A nova adaptação confirma a vitalidade impressionante da obra da autora mais de dois séculos após sua morte.
O universo de Austen já foi tema inúmeras vezes no cinema e na televisão, em versões que marcaram época, como o próprio “Razão e Sensibilidade” (1995), dirigido por Ang Lee e com Emma Thompson e Kate Winslet no elenco.
Outros exemplos cinematográficos são “Orgulho e Preconceito”, como a versão de Joe Wright em 2005, e a celebrada minissérie da BBC de 1995, além de diferentes leituras de “Emma” e “Persuasão” ao longo das décadas.
Jane Austen nasceu em 16 de dezembro de 1775, em Steventon, uma pequena localidade rural no condado de Hampshire, na Inglaterra, região onde viria a morrer também.
Filha de um pastor anglicano, cresceu em um ambiente familiar que valorizava a leitura, a educação e o debate intelectual, algo relativamente raro para mulheres de sua época.

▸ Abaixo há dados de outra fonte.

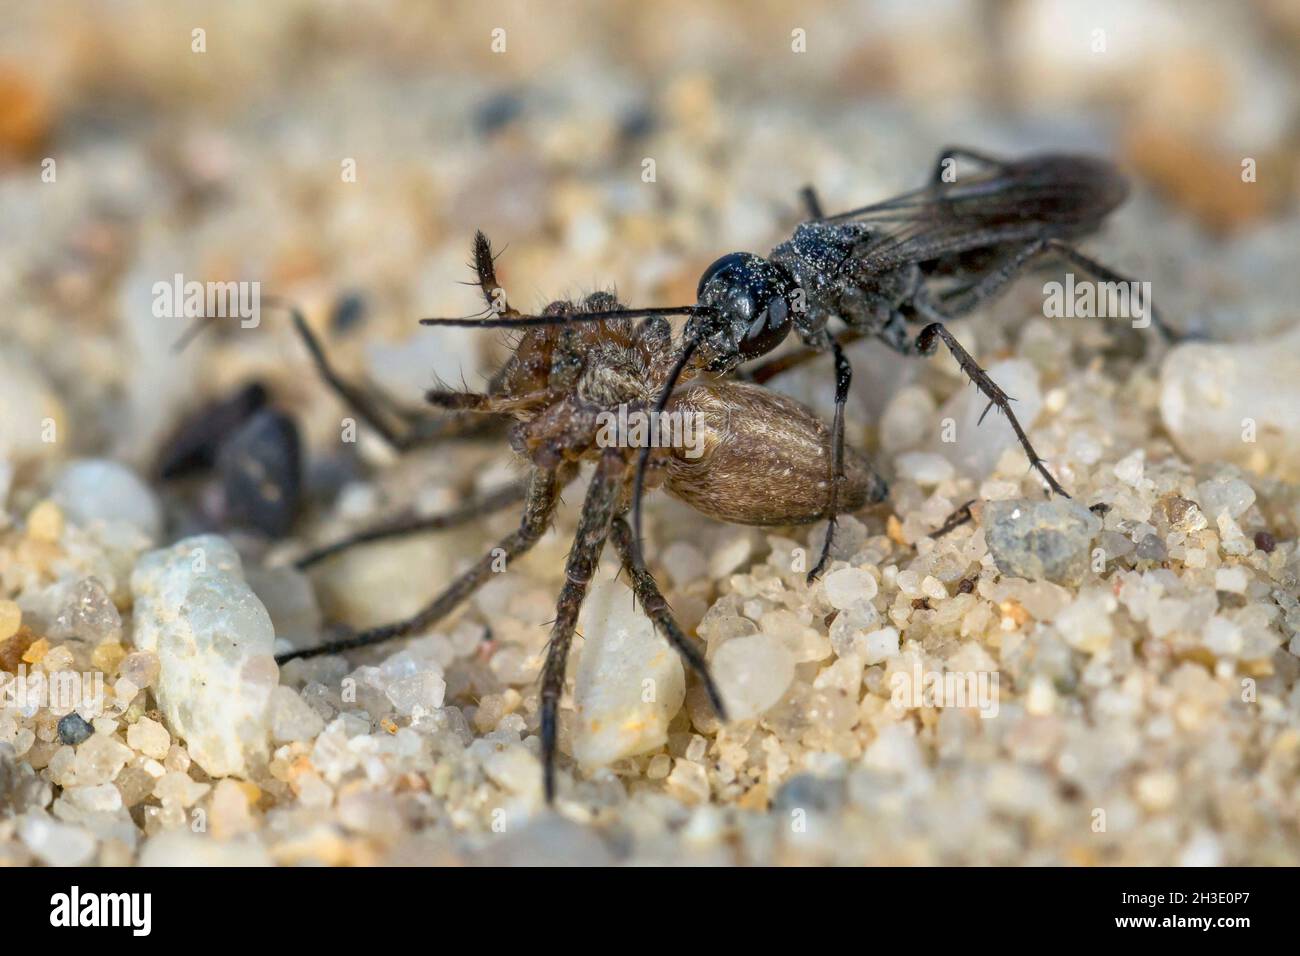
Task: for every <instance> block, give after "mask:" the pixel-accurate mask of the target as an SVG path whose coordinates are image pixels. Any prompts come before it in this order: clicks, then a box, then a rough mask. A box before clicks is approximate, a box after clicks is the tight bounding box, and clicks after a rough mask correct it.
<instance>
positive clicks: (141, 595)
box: [121, 535, 279, 777]
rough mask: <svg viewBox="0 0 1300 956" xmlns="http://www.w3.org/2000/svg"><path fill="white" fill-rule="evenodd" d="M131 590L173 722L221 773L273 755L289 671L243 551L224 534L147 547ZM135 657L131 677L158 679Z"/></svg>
mask: <svg viewBox="0 0 1300 956" xmlns="http://www.w3.org/2000/svg"><path fill="white" fill-rule="evenodd" d="M131 592H133V593H134V596H135V614H134V636H133V639H134V644H135V646H136V648H139V649H140V650H148V652H153V653H155V654H156V656H157V662H159V665H160V671H159V676H157V682H156V685H155V689H153V693H155V697H156V698H157V702H159V708H160V709H161V710H162V714H164V718H165V721H166V724H168V728H169V730H170V731H172V732H173V734H174V735H175V736H178V737H182V739H183V740H185V741H186V747H187V749H188V750H190V754H191V756H192V757H194V760H195V761H196V762H198V763H199V766H201V767H203V769H204V770H205V771H207V773H208V774H209V775H211V777H226V775H231V774H234V775H240V774H246V773H247V770H248V766H250V762H251V761H259V760H261V758H263V757H264V756H265V752H266V745H268V732H269V726H268V704H269V701H270V692H272V689H273V688H274V687H276V685H277V684H278V682H279V671H278V669H277V667H276V661H274V657H273V656H272V652H273V645H274V640H276V635H274V631H273V628H272V624H270V617H269V615H268V614H266V609H265V607H263V605H261V602H260V601H259V600H257V596H256V594H253V592H252V589H251V588H250V587H248V585H247V584H246V583H244V580H243V574H242V566H240V562H239V555H238V554H237V553H235V550H234V548H233V546H231V545H230V542H229V541H226V540H225V538H222V537H218V536H216V535H203V536H199V537H190V538H185V540H182V541H179V542H177V544H175V545H172V546H170V548H164V549H161V550H156V551H149V553H147V554H144V555H143V557H142V558H140V559H139V561H138V562H136V564H135V570H134V572H133V574H131ZM133 657H134V654H133ZM127 661H130V658H127ZM127 661H123V662H122V669H121V670H122V672H123V675H125V676H127V678H129V679H130V680H131V682H133V683H136V684H138V685H139V687H146V685H148V684H149V682H148V680H146V679H143V678H142V679H140V680H138V682H136V679H135V676H133V675H131V674H129V672H127V670H126V669H127Z"/></svg>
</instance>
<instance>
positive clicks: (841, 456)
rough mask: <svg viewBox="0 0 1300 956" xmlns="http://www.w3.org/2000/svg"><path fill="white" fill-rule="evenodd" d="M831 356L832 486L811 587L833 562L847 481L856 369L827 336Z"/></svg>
mask: <svg viewBox="0 0 1300 956" xmlns="http://www.w3.org/2000/svg"><path fill="white" fill-rule="evenodd" d="M827 342H828V343H829V346H831V354H832V355H835V419H833V420H832V424H831V484H829V488H828V494H827V509H826V516H827V528H826V540H824V541H823V542H822V557H820V558H818V562H816V564H815V566H814V567H813V570H811V571H809V578H807V580H809V584H811V583H813V581H815V580H816V579H818V578H820V576H822V572H823V571H826V566H827V563H828V562H829V561H831V542H832V540H833V538H835V525H836V522H837V519H839V512H837V510H839V505H840V483H841V481H842V480H844V406H845V403H846V402H848V401H849V385H850V382H852V381H853V367H852V365H850V364H849V356H848V355H845V354H844V349H842V347H841V346H840V343H839V342H837V341H836V339H835V338H832V337H829V336H827Z"/></svg>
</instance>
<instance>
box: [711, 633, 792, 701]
mask: <svg viewBox="0 0 1300 956" xmlns="http://www.w3.org/2000/svg"><path fill="white" fill-rule="evenodd" d="M711 667H712V671H714V680H716V682H718V689H719V693H722V696H723V702H724V704H725V705H727V710H728V715H729V717H731V718H732V719H733V721H745V719H749V718H751V717H758V715H759V714H762V713H764V711H766V710H768V709H770V708H771V706H772V705H775V704H776V702H777V701H779V700H780V698H781V697H783V696H785V691H787V689H789V687H790V683H792V682H793V680H794V656H793V654H792V653H790V650H789V649H788V646H787V644H785V641H783V640H781V639H780V637H779V636H776V635H774V633H766V632H764V633H755V635H750V636H749V637H733V639H732V640H729V641H727V643H725V644H723V645H722V646H720V648H718V652H716V653H715V654H714V659H712V661H711Z"/></svg>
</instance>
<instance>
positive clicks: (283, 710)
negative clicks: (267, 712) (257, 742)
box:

Desde muito jovem demonstrou inclinação para a escrita, produzindo textos satíricos, histórias curtas e paródias, chamados de “juvenília”, que já revelavam seu olhar afiado sobre os costumes sociais e as relações humanas.
A vida de Jane Austen foi marcada por certa discrição e por limites impostos à condição feminina no fim do século 18 e início do 19.
Ela nunca se casou, viveu grande parte da vida com a família e teve uma rotina aparentemente simples, dividida entre afazeres domésticos, convivência social e escrita.
Ainda assim, foi justamente desse cotidiano aparentemente modesto que extraiu material para construir romances de enorme densidade psicológica e social.
Seu primeiro romance publicado foi “Razão e Sensibilidade”, lançado em 1811, inicialmente de forma anônima, como era comum para escritoras da época. A obra já apresentava muitos dos elementos que se tornariam marcas registradas da autora: protagonistas femininas complexas, diálogos irônicos e um equilíbrio delicado entre emoção e lucidez moral.
Em seguida vieram “Orgulho e Preconceito” (1813), talvez seu livro mais famoso, “Mansfield Park” (1814) e “Emma” (1815), consolidando sua reputação como uma observadora perspicaz da sociedade inglesa da era georgiana.
Mesmo sem grande fama em vida, seus livros tiveram boa recepção e garantiram-lhe certo reconhecimento dentro de círculos literários.
Após sua morte, em 18 de julho de 1817, aos apenas 41 anos, possivelmente em decorrência de uma doença crônica ainda debatida por estudiosos, foram publicados “Persuasão” e “A Abadia de Northanger”. Ela morreu em em uma casa na College Street, em Winchester, onde buscava tratamento.
'Persuasão' teve sua mais recente adaptação em 2022, pela Netflix, com Dakota Johnson ('Amores Materialistas') no papel da protagonista Anne Elliot.
Foi nesse momento que seu nome passou a ser oficialmente associado às obras, revelando ao público a identidade da autora que até então assinava apenas como “By a Lady” (“Uma Senhora”).
Com o passar do tempo, a importância de Jane Austen cresceu de forma contínua, transformando-a em uma das escritoras mais estudadas, adaptadas e admiradas da literatura mundial. o colocar mulheres no centro da narrativa, dotadas de inteligência, senso crítico e capacidade de escolha, Austen antecipou debates que só ganhariam força muitos anos depois.